Crises ambientais naturais. Admitindo-se que uma crise quebra uma situação de regularidade, mesmo que ela tenha altos e baixos, podemos dizer que o planeta Terra passou por várias crises e, até aqui, vem superando todas, embora sofrendo mudanças. Podemos admitir três tipos de crise. A primeira é motivada por fatores naturais com intensidades diferentes. Quando muito intensas, marcam o fim de uma Era, como foram os casos da crise da Era Paleozoica, que extinguiu mais de 90% das espécies, e a crise da Era Mesozoica, que eliminou quase todas as espécies de dinossauros. Houve menores, como a que encerrou o período Paleoceno e deu origem ao Eoceno. A humanidade então não existia e não pode ser responsabilizada por elas.
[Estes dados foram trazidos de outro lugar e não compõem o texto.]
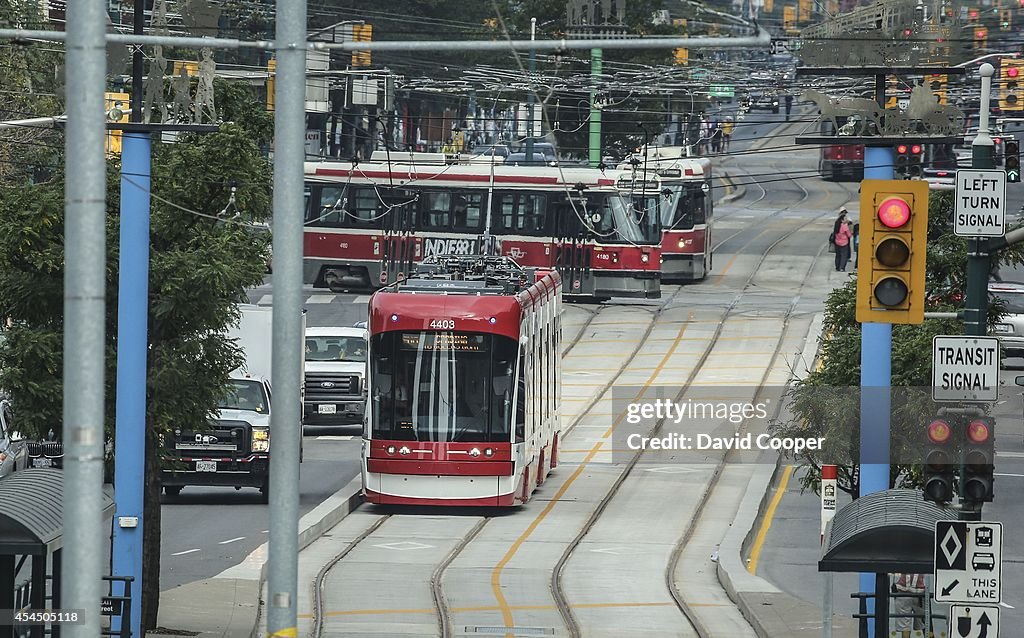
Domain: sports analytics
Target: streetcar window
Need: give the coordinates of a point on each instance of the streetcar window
(441, 386)
(331, 209)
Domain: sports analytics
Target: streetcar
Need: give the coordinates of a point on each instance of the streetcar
(686, 208)
(369, 224)
(464, 380)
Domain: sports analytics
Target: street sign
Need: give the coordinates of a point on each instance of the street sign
(968, 562)
(974, 621)
(981, 203)
(965, 369)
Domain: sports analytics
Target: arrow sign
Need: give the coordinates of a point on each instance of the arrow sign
(947, 590)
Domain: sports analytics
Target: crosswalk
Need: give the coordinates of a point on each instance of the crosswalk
(267, 299)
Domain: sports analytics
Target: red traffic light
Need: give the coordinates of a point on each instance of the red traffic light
(939, 431)
(894, 212)
(978, 432)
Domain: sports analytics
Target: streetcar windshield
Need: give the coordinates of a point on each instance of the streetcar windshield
(441, 386)
(626, 218)
(684, 208)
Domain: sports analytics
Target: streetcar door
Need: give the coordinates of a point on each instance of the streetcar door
(399, 249)
(572, 250)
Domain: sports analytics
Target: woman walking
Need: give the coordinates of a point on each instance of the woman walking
(843, 236)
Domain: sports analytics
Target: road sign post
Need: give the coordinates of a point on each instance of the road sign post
(965, 369)
(980, 203)
(974, 621)
(968, 562)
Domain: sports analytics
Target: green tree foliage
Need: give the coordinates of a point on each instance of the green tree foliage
(203, 258)
(826, 402)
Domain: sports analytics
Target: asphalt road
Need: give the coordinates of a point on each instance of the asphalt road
(208, 529)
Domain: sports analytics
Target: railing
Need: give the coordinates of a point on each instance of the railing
(112, 606)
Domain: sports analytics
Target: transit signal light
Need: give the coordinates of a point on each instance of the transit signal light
(979, 460)
(1012, 96)
(893, 247)
(939, 465)
(1012, 160)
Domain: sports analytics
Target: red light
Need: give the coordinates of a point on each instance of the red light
(938, 431)
(977, 432)
(894, 212)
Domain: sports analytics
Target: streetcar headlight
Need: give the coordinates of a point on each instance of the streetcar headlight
(261, 439)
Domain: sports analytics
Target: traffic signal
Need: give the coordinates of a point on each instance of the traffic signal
(1011, 97)
(893, 245)
(1012, 160)
(979, 460)
(939, 464)
(909, 159)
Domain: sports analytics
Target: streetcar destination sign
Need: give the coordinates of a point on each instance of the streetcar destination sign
(981, 203)
(965, 369)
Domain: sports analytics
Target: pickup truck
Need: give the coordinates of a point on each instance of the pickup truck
(235, 448)
(335, 376)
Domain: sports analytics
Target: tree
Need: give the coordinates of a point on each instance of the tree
(825, 402)
(201, 265)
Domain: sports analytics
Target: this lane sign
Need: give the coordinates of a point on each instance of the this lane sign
(981, 203)
(974, 621)
(965, 369)
(968, 562)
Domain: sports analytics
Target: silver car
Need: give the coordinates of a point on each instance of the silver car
(1010, 329)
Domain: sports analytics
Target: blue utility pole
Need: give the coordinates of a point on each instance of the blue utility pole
(133, 296)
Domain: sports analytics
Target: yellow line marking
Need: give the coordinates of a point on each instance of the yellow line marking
(496, 575)
(759, 542)
(585, 605)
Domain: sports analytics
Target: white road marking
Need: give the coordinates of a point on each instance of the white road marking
(321, 299)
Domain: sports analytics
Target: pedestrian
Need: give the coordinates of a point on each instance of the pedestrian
(909, 584)
(842, 236)
(727, 132)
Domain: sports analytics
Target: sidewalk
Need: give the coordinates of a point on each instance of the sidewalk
(228, 605)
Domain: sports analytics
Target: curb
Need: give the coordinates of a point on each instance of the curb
(229, 604)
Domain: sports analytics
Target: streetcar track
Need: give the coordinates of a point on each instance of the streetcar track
(562, 603)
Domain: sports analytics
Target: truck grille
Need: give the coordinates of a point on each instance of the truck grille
(328, 385)
(223, 436)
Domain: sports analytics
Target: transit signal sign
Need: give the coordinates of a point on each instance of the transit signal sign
(980, 205)
(965, 369)
(974, 621)
(968, 562)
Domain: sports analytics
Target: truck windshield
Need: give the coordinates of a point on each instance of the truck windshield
(245, 394)
(336, 349)
(442, 386)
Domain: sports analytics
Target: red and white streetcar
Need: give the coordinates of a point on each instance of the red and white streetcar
(686, 210)
(464, 384)
(369, 224)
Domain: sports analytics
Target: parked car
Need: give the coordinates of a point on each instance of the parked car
(1010, 330)
(13, 448)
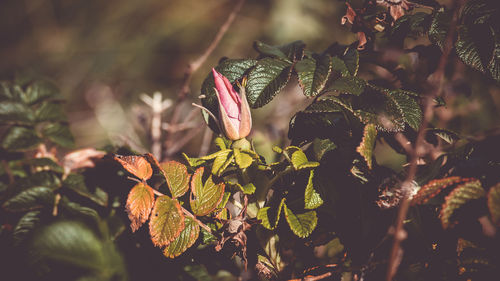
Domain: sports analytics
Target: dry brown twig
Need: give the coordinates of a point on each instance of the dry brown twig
(191, 69)
(437, 81)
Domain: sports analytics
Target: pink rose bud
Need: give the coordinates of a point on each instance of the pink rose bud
(234, 112)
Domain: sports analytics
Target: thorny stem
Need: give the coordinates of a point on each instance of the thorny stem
(196, 64)
(187, 213)
(437, 79)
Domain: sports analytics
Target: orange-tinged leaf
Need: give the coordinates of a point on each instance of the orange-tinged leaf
(139, 204)
(205, 197)
(136, 165)
(185, 240)
(167, 221)
(177, 177)
(434, 187)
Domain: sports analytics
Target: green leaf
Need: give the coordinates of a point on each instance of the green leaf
(242, 159)
(59, 134)
(312, 199)
(299, 161)
(205, 198)
(68, 243)
(50, 111)
(25, 226)
(303, 224)
(233, 69)
(433, 188)
(11, 111)
(494, 203)
(349, 84)
(185, 240)
(38, 91)
(367, 145)
(270, 216)
(222, 161)
(139, 204)
(20, 139)
(177, 177)
(76, 183)
(458, 197)
(266, 80)
(313, 74)
(30, 199)
(167, 221)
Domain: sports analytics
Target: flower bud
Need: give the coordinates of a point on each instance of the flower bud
(234, 112)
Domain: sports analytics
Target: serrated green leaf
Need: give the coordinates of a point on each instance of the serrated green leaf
(348, 84)
(313, 74)
(76, 183)
(177, 177)
(494, 203)
(205, 198)
(222, 161)
(299, 161)
(59, 134)
(303, 224)
(20, 138)
(25, 226)
(242, 159)
(270, 216)
(30, 199)
(185, 240)
(167, 221)
(74, 244)
(266, 80)
(140, 201)
(312, 199)
(50, 111)
(11, 111)
(367, 145)
(232, 69)
(458, 197)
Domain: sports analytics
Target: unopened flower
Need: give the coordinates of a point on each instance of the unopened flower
(234, 112)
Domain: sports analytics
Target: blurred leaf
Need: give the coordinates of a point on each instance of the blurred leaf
(76, 183)
(266, 80)
(303, 224)
(270, 216)
(313, 74)
(30, 199)
(367, 145)
(205, 198)
(460, 195)
(73, 244)
(242, 159)
(59, 134)
(139, 204)
(177, 177)
(11, 111)
(349, 84)
(20, 138)
(494, 203)
(167, 221)
(38, 91)
(50, 111)
(185, 240)
(312, 199)
(25, 226)
(433, 188)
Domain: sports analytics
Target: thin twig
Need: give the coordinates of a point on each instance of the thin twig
(437, 79)
(196, 64)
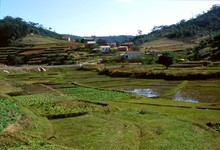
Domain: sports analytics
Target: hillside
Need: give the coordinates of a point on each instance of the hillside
(36, 49)
(197, 37)
(16, 28)
(206, 24)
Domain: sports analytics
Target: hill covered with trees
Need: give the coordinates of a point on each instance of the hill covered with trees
(12, 29)
(204, 24)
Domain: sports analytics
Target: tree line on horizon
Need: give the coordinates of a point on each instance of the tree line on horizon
(12, 29)
(204, 24)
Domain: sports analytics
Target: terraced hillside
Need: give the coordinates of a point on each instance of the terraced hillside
(68, 109)
(39, 50)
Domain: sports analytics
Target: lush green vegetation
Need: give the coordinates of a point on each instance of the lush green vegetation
(15, 28)
(59, 113)
(8, 113)
(92, 94)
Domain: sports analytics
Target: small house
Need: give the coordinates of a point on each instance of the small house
(132, 55)
(123, 48)
(105, 49)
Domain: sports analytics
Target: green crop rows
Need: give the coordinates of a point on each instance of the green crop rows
(8, 113)
(93, 94)
(55, 104)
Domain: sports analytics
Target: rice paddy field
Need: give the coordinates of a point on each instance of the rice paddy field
(65, 108)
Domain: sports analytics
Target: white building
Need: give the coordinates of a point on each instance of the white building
(105, 49)
(132, 55)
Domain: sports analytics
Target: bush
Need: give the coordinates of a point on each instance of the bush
(167, 59)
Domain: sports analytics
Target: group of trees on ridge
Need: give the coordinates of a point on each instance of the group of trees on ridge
(12, 29)
(204, 24)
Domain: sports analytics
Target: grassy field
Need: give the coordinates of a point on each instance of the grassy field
(68, 109)
(166, 44)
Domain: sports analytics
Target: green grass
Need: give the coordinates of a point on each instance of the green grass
(93, 94)
(167, 44)
(113, 119)
(8, 113)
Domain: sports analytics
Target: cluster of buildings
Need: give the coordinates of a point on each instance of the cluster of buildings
(127, 48)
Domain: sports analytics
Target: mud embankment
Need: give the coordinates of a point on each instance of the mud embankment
(160, 75)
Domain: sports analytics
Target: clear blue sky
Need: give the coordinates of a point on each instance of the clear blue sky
(104, 17)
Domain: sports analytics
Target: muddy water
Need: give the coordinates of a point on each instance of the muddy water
(207, 91)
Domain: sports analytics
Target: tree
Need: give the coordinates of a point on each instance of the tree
(166, 59)
(140, 32)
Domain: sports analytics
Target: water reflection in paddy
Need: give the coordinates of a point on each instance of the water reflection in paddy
(207, 91)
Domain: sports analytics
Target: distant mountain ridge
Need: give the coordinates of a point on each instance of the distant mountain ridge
(110, 39)
(204, 24)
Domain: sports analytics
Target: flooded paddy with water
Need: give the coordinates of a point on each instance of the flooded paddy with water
(206, 91)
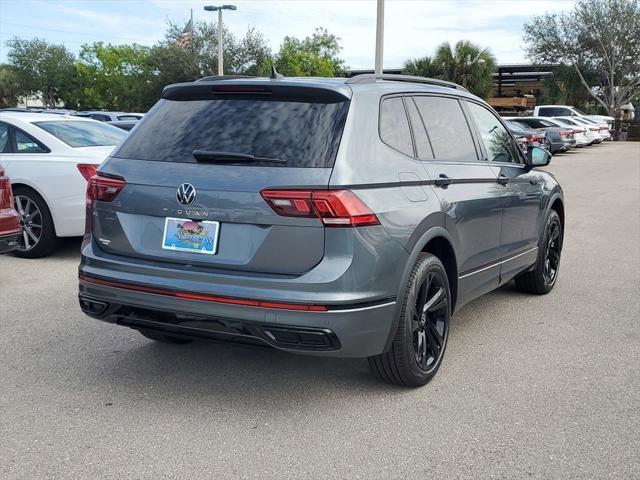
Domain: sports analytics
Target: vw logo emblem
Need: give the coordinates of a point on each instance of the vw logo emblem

Sociedade versus natureza antes do Ocidente. A mais antiga crise ambiental conhecida ocorreu no vale do Indo, no atual Paquistão. Ela concorreu para o colapso da civilização índica, por volta de 1500 a. C. Sendo a pedra escassa, essa civilização recorreu à argila para suas monumentais edificações. As matas foram derrubadas e transformadas em lenha para o cozimento de tijolos. Exigiu-se muito das terras, submetendo-as a intensa erosão. As chuvas sofreram redução, o que afetou a produtividade vegetal.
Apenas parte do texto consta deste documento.